Site Reliability Engineer

Geonetric•Cedar Rapids, IA

About The Position

As a Site Reliability Engineer you’ll help build and support the infrastructure that keeps our services fast, available, and cost-effective. As part of the Site Reliability team, you’ll help shape how we build, run, and evolve our platform. You will work closely with development teams to design scalable systems on Azure, drive automation across our operational workflows, and establish observability practices that give teams clear insight into system health.
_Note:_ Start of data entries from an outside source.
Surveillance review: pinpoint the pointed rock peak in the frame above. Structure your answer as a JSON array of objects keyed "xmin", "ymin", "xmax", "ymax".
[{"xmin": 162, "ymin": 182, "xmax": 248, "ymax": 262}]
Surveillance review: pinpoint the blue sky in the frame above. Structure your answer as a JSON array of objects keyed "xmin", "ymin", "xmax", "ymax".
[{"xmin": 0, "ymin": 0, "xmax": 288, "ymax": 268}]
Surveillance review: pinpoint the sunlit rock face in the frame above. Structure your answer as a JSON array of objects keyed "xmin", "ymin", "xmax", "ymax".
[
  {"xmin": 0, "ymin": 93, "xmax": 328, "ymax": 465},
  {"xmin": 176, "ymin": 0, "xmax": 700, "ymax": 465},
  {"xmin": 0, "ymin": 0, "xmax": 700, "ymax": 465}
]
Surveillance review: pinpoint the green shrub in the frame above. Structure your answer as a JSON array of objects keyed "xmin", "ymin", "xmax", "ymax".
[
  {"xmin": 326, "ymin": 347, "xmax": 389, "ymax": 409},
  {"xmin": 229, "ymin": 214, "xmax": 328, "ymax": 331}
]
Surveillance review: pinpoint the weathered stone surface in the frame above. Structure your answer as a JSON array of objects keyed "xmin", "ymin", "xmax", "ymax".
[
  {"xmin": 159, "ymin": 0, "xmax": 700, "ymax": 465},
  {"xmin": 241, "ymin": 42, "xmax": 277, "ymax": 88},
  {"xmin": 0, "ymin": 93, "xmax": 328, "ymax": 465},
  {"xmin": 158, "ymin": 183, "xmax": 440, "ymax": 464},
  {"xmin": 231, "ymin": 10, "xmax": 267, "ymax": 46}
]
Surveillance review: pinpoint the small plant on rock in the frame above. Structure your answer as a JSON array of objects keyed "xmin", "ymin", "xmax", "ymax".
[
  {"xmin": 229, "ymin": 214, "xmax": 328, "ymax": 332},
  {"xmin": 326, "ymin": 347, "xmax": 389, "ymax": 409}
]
This is a high-impact role at the intersection of engineering and operations.

Requirements

Bachelor’s degree in Computer Science, MIS, Networking or related field or equivalent required
Typically has a minimum of 3 years’ experience
Microsoft Azure or other public cloud experience required
Cloud-based network design, build, and support experience required
Cloud-based platform and systems design, build, and support experience required
Observability platform experience required
CI/CD pipeline experience required

Nice To Haves

Experience supporting high SLA services preferred
Experience configuring and supporting SSO application authentication preferred
Experience securing web applications, networks, and systems preferred
Previous healthcare experience is a plus

Responsibilities

Designs, implements, and maintains automated pipelines for deployment, provisioning, scaling, and remediation using infrastructure-as-code and CI/CD best practices.
Builds and maintains comprehensive monitoring, logging, alerting, and tracing frameworks that give teams full visibility into system performance and incident response.
Partners with development teams to architect resilient, highly available systems on Azure – applying SLO/SLA frameworks and reliability patterns from the ground up.
Forecasts infrastructure demand, defines scaling thresholds, and ensures systems are provisioned to meet performance targets without over-building headroom.
Continuously analyzes Azure spend, identifies waste, right-sizes workloads, and champions FinOps practices that align cloud investment with business outcomes.
Owns the end-to-end incident lifecycle – from detection and triage through resolution and postmortem – fostering a blameless culture and driving systemic improvements to prevent recurrence.
Integrates security practices into platform operations – including threat detection, vulnerability management, compliance monitoring, and hardening of infrastructure against evolving risks.
Completes standard, moderately difficult work independently.
Requires guidance and oversight to complete complex work, solve unexpected issues, and make decisions.
Manages established processes, identifies problems, and solves them with assistance.
Consistently lives our core values: Own It, Bring It, Push It, Say It, Unite.